# AnandTech Review showing Silk performs slower with acceleration turned on



## jeremy81 (Feb 27, 2009)

AnandTech has done a review of Amazon Silk. The results are interesting but pretty much what I've experienced. The Silk browser is generally a few seconds slower loading pages with acceleration on despite there being a 10% decrease in bandwidth. It's interesting that it's only a 10% decrease in bandwidth since Opera which is similar to Silk promises a 60% decrease.

http://www.anandtech.com/show/5139/amazons-silk-browser-tested-less-bandwidth-consumed-but-slower-performance


----------



## Lambert (Nov 12, 2010)

Looks like Amazon will have to beef up their CPUs and internet speed if they really want silk to work.


----------



## Atunah (Nov 20, 2008)

I must be lucky I guess, my browser is really fast. Its faster than my netbook using chrome.


----------



## enodice (Jul 29, 2010)

What this test doesn't include is the pre-loading of the predicted next page.  The Silk browser will anticpate your most likely next click and load that page in the background, making it very fast when/if you actually do click it.  This ability should improve as Silk gathers more user data to improve the quality of the predictions.


----------



## Lambert (Nov 12, 2010)

Atunah said:


> I must be lucky I guess, my browser is really fast. Its faster than my netbook using chrome.


My Fire is really fast too with either setting. It was a nice surprise.


----------



## CegAbq (Mar 17, 2009)

enodice said:


> What this test doesn't include is the pre-loading of the predicted next page. The Silk browser will anticpate your most likely next click and load that page in the background, making it very fast when/if you actually do click it.
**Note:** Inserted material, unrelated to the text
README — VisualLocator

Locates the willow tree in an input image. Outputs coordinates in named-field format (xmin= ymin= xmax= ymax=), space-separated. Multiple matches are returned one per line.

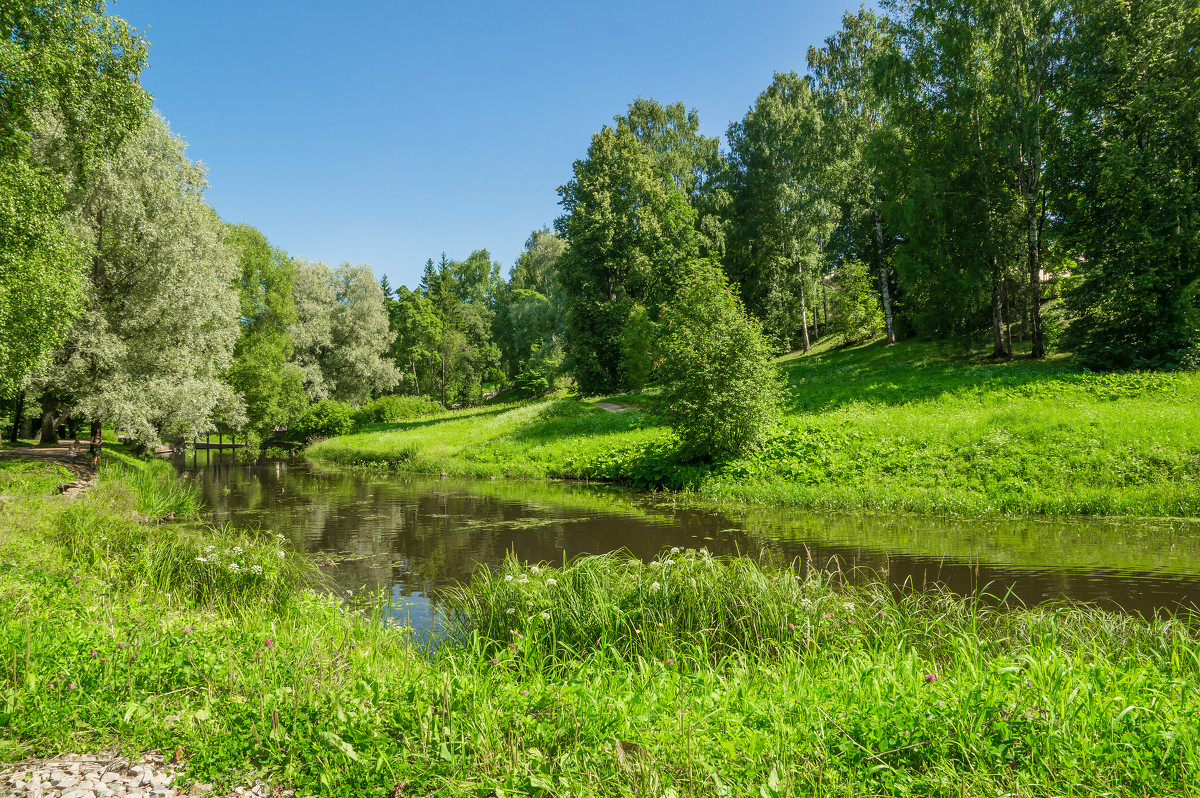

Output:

This ability should improve as Silk gathers more user data to improve the quality of the predictions.


So assuming that Silk works like this (gaining speed as more user data is accumulated), if lots of people turn off acceleration now, will it still accumulate the data to increase its speed? (As I type this I have probably answered my own question, but I'm going to post it anyway)


----------



## teri (Sep 13, 2010)

It probably isn't an issue for most people with fast internet connections.  For those of us with slow DSL making those changes really helped.  If it is the "prediction" that is slowing Silk down, they can stop it as far as I'm concerned.


----------